Le comble c'est que lui-même est réformé ! On le constate ailleurs également, se regarder peut
générer le rire. L'humour naît, il est vrai, comme l'autoportrait, de la mise à distance.

Voire de la mise en abîme. Et il est là cet abîme, dans la grande salle principale où sont accumulés
de façon dense, très dense, des dizaines des regards. Comme aux Offices. Avec, au centre, un
autre moi, le spectateur. Et sa question inquiète : finalement, qui regarde qui ?

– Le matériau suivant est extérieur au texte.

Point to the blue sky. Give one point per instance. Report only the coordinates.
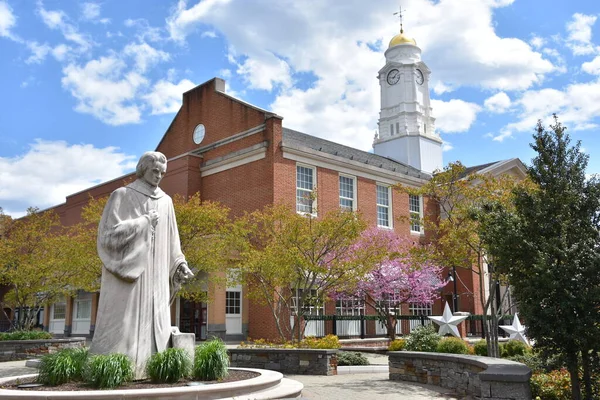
(87, 87)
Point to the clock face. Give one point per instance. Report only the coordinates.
(393, 77)
(419, 78)
(199, 134)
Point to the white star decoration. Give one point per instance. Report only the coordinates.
(448, 322)
(516, 330)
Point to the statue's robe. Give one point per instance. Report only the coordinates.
(139, 265)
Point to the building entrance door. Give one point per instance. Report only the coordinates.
(192, 318)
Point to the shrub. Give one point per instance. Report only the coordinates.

Elle se fait taraudante dans les deux séquences finales. Celle de l'apparition du corps sexué et
celle relative du temps. On doit le premier autoportrait d'une femme nue de l'histoire de la peinture
– un crayon et gouache sur papier – à Gwen John qui fut l'un des modèles de Rodin. Gwen John
était mignonne et pudique mais bien vite un Schiele s'exhibe, obscène ; un Brian Bourke coiffé
d'un chapeau bleu se livre, pitoyable ; et une Alice Neel nous inflige sa chair flasque, son poids et
sa vieillesse. Car le temps qui s'écoule est le même pour tous. Le seul avantage pour les artistes
est qu'entre deux autoportraits exécutés à plusieurs années de distance, par un Bogart ou un
Tapiès par exemple, on mesure l'aventure que fut leur recherche. Celle-là transcende la mort.

(1) «Moi ! Autoportraits du XXe siècle», jusqu'au 25 juillet. 19, rue de Vaugirard, Paris (VIe).
Plein tarif : 9 €. Tél. : 01.42.34.25.95. www. museeduluxembourg.fr
Catalogue sous la direction de Pascal Bonafoux édité par Skira, 39 €.